On 28 Jan 2009 at 13:06, Howard Chu wrote:
Ulrich.Windl@rz.uni-regensburg.de wrote:
Full_Name: Ulrich Windl Version: 2.4.11 OS: Linux URL: ftp://ftp.openldap.org/incoming/ Submission from: (NULL) (132.199.156.178)
Looking for a threaded AVL tree implementation that is supposed to work, I found libraries/liblutil/tavl.c in openLDAP. I'm no expert on threaded AVL trees, but there's thing that worries me: tavl_delete uses two stacks (pptr, pdir) with a size of 8 elements on the routine' stack. While locating the element to delete, it pushes the parent node onto the stack.

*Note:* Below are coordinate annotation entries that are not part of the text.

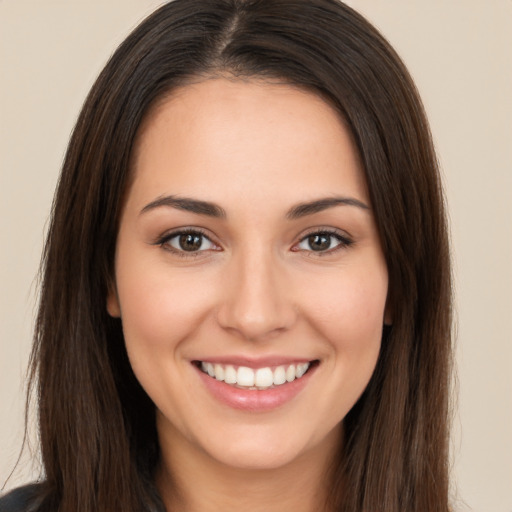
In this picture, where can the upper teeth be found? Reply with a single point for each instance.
(261, 378)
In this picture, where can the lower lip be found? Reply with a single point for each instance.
(254, 400)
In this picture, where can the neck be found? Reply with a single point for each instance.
(190, 480)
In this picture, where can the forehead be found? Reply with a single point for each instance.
(221, 138)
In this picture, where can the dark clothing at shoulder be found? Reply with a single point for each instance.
(21, 499)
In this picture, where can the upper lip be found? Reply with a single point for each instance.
(256, 362)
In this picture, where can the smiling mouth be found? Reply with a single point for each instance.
(243, 377)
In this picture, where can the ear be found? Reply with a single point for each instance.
(388, 315)
(113, 308)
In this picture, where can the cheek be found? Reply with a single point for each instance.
(160, 309)
(348, 308)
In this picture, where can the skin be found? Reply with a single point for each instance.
(254, 289)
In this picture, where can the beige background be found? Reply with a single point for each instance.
(459, 51)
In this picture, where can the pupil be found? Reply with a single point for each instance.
(190, 242)
(319, 242)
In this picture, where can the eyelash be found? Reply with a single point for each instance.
(343, 239)
(164, 240)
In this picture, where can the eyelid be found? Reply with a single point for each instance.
(345, 239)
(163, 240)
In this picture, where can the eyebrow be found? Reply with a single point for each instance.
(213, 210)
(319, 205)
(187, 204)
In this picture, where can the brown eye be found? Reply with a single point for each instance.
(319, 242)
(323, 241)
(190, 242)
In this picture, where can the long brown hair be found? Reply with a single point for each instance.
(97, 426)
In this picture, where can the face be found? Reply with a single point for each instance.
(249, 276)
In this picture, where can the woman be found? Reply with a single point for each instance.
(246, 286)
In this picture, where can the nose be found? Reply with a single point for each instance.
(257, 303)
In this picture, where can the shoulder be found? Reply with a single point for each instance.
(20, 500)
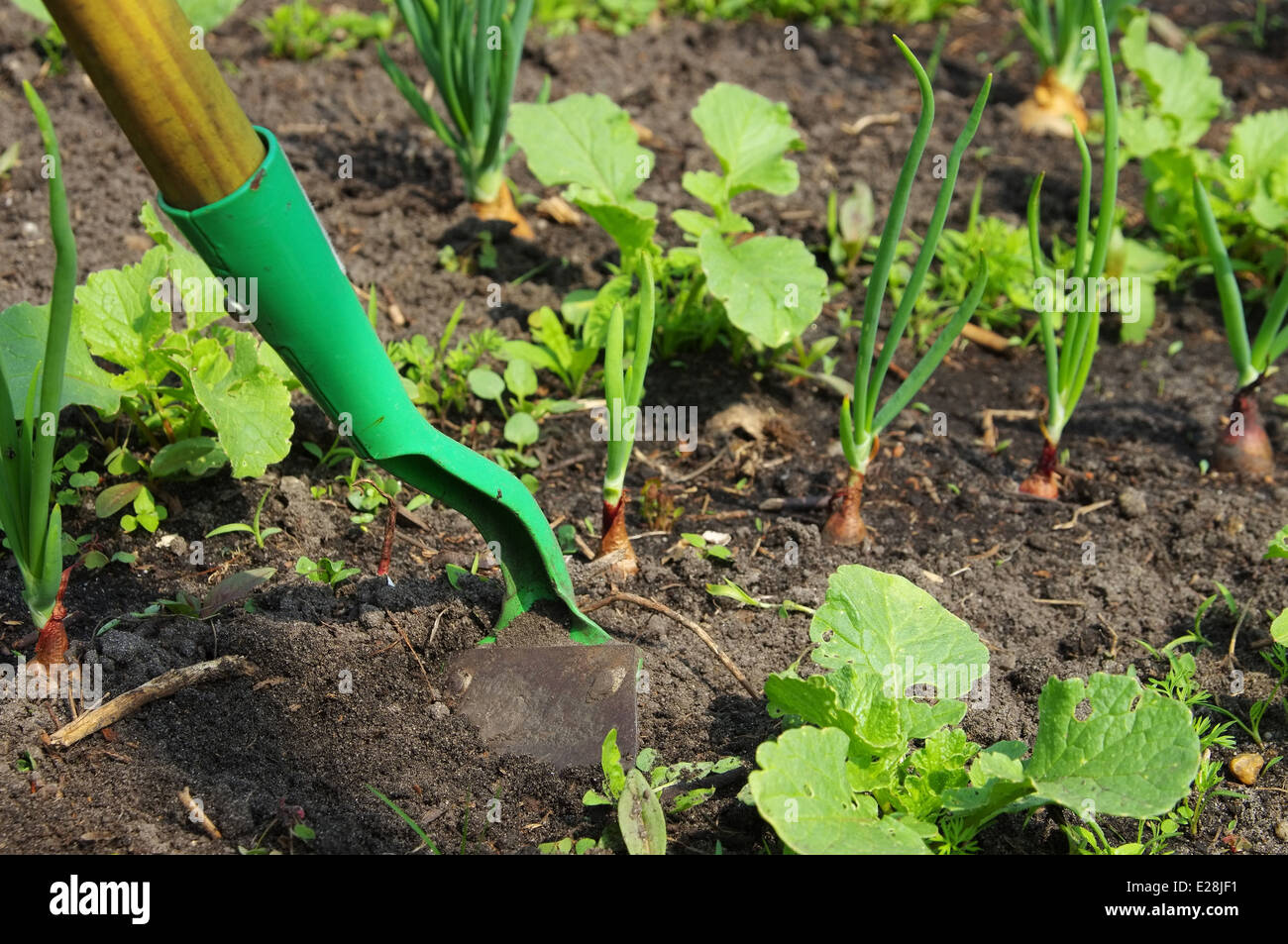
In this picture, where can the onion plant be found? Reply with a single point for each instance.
(472, 51)
(33, 527)
(861, 419)
(623, 390)
(1057, 33)
(1069, 362)
(1243, 445)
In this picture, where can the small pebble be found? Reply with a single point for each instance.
(1247, 767)
(1131, 502)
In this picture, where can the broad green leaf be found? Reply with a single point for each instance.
(769, 284)
(248, 404)
(640, 818)
(884, 623)
(588, 143)
(802, 789)
(1133, 755)
(200, 294)
(939, 765)
(24, 330)
(120, 313)
(631, 231)
(1279, 629)
(750, 134)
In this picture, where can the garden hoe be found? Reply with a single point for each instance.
(231, 191)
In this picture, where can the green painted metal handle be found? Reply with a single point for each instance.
(307, 310)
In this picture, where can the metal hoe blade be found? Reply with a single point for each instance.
(555, 703)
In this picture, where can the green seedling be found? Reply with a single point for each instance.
(1179, 98)
(623, 394)
(732, 283)
(253, 528)
(870, 765)
(1057, 34)
(196, 406)
(325, 571)
(472, 52)
(1243, 445)
(732, 591)
(861, 421)
(33, 526)
(301, 31)
(1069, 364)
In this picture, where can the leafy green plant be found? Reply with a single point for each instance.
(300, 31)
(640, 824)
(732, 281)
(1247, 188)
(849, 227)
(1059, 35)
(861, 420)
(568, 356)
(261, 535)
(232, 588)
(179, 386)
(325, 571)
(1243, 445)
(33, 526)
(1069, 364)
(472, 52)
(846, 777)
(623, 393)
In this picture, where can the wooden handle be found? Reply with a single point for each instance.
(166, 94)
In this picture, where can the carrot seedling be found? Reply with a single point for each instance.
(623, 389)
(472, 52)
(33, 527)
(1069, 364)
(1057, 34)
(1243, 445)
(861, 420)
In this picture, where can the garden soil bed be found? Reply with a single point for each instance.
(944, 510)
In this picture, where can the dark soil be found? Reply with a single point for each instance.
(349, 685)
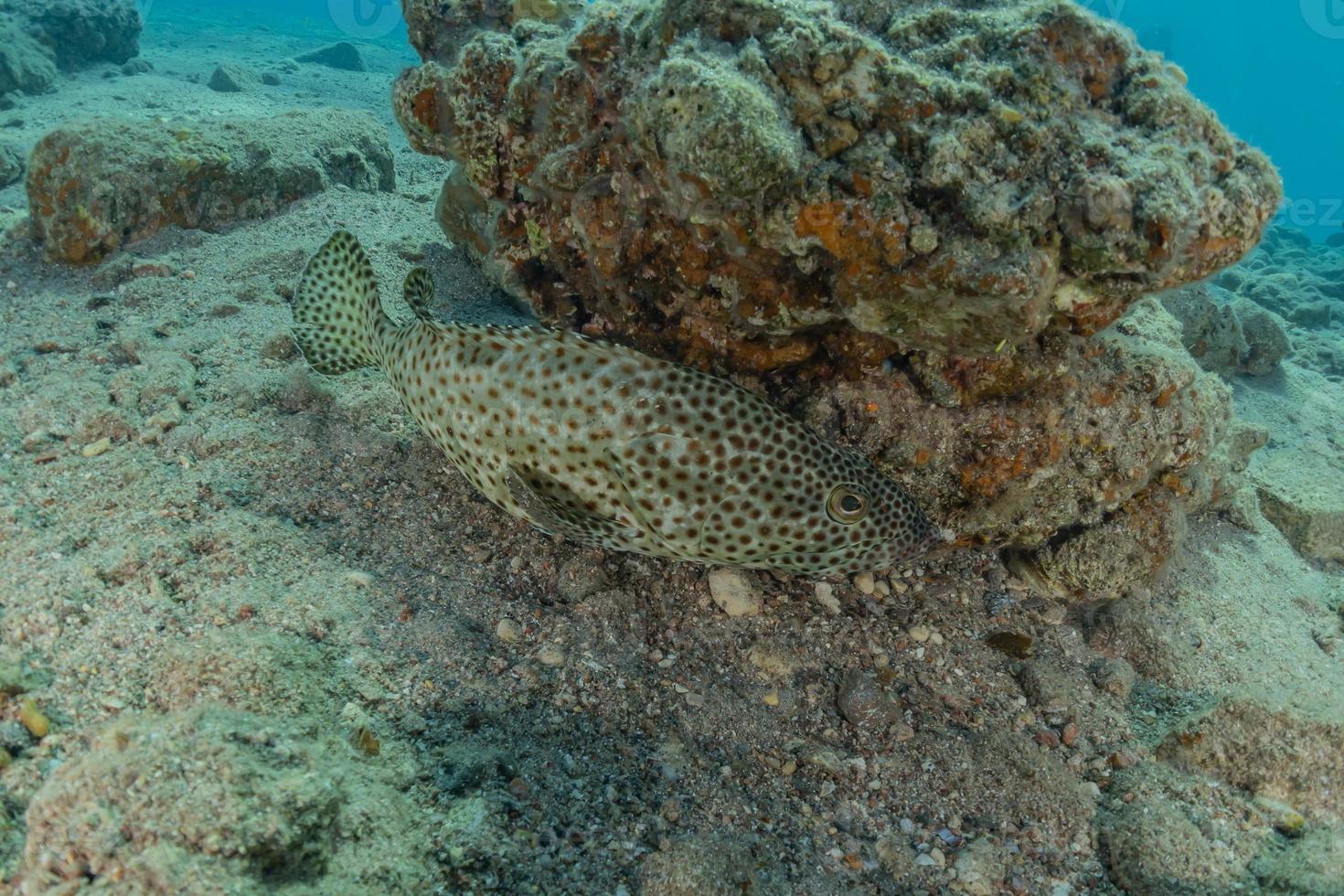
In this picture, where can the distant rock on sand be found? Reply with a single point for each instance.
(912, 222)
(42, 35)
(231, 77)
(96, 186)
(339, 55)
(11, 164)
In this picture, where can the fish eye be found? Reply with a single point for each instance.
(847, 504)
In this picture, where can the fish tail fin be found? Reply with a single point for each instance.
(339, 316)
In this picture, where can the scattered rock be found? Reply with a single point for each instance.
(26, 65)
(1227, 335)
(1115, 676)
(1307, 864)
(211, 798)
(80, 32)
(1155, 847)
(581, 578)
(1306, 504)
(100, 185)
(864, 704)
(774, 658)
(233, 77)
(343, 55)
(824, 142)
(551, 655)
(734, 592)
(978, 869)
(709, 864)
(1049, 687)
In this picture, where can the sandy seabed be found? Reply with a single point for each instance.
(257, 638)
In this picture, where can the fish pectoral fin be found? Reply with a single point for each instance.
(554, 507)
(645, 468)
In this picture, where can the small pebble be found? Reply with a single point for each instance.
(34, 719)
(549, 655)
(734, 592)
(94, 449)
(508, 630)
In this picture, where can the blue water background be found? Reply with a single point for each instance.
(1272, 69)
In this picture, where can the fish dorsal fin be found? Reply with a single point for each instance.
(420, 293)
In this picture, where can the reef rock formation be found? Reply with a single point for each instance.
(1295, 278)
(39, 35)
(100, 185)
(711, 177)
(85, 31)
(1227, 334)
(907, 219)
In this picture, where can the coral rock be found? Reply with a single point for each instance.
(697, 176)
(100, 185)
(80, 32)
(903, 222)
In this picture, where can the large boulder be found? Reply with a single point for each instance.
(39, 35)
(26, 63)
(907, 222)
(99, 185)
(707, 177)
(85, 31)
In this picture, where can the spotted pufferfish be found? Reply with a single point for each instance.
(603, 445)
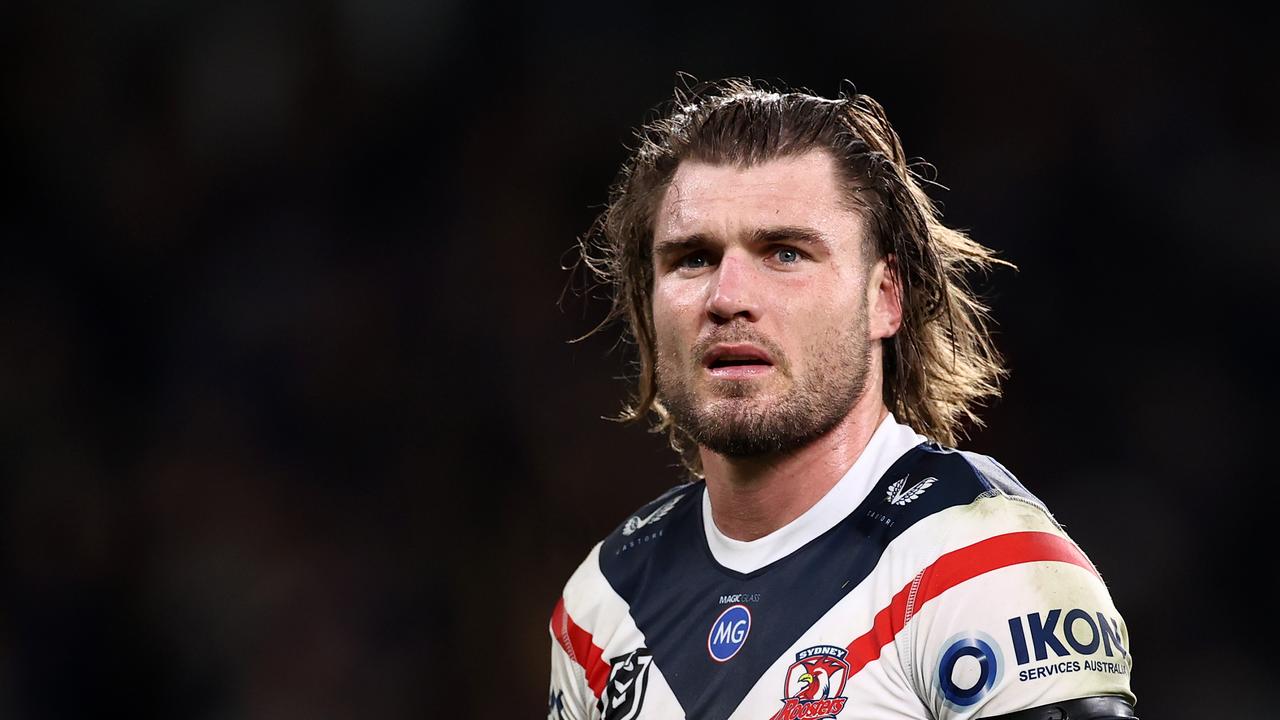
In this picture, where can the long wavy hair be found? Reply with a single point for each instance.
(938, 367)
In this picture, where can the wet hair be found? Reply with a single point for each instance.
(938, 367)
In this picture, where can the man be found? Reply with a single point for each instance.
(808, 341)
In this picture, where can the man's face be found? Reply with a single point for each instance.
(760, 304)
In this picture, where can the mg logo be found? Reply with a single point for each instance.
(728, 633)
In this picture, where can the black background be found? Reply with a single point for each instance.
(288, 420)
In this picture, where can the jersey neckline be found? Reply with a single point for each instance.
(890, 441)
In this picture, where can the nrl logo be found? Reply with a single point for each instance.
(636, 522)
(896, 493)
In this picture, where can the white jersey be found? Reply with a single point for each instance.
(927, 584)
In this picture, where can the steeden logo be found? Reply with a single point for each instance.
(899, 496)
(635, 522)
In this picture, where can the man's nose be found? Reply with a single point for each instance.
(734, 292)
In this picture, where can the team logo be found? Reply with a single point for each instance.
(969, 668)
(896, 493)
(635, 522)
(816, 684)
(624, 693)
(728, 633)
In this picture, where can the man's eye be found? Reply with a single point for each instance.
(789, 255)
(694, 260)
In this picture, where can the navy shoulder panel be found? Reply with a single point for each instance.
(990, 475)
(652, 520)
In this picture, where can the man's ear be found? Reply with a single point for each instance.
(883, 299)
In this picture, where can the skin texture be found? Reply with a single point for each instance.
(769, 260)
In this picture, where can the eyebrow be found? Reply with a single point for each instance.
(759, 236)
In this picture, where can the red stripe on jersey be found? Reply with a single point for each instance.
(952, 569)
(580, 647)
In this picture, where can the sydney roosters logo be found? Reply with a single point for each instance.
(816, 684)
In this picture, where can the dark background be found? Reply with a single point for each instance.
(288, 420)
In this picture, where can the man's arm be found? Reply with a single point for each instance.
(1015, 620)
(1106, 707)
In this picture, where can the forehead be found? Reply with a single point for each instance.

You're misreading the code. The stack is 8*sizeof(void *) which means 32 elements deep on a 32 bit machine, and 64 deep on a 64 bit machine. There is no possibility of overflow now or for several years to come.
OK! I was confused by the terrible programming style at that point: as the array elements are of the proper type (and not bytes), there is no need for a sizeof here: I see no reason why the depth of the tree to be allowed should depend on the length of a pointer, maning: If you want 32, why don't you write 32? So the worst case stack depth would be something like "log2(2^32/(sizeof(void *) * 5))" ("5" being 2 links + 2 threading marks + 1 data pointer), something near 32-5 == 27 (for 32-bit machines) and 64-6 == 58. Practically the latter could be safely reduced to a value around 42 IMHO.
So from my knowledge this means that for a perfectly filled balanced tree, the stack will overflow when the tree consists of 2^8 (2^0 + 2^1 + 2^2 + ... + 2^7) or more nodes, and you are locating a leaf node. Maybe even with fewer nodes. As the algorithm also pushes an other element onto the stack, the problem could appear even before 128 nodes.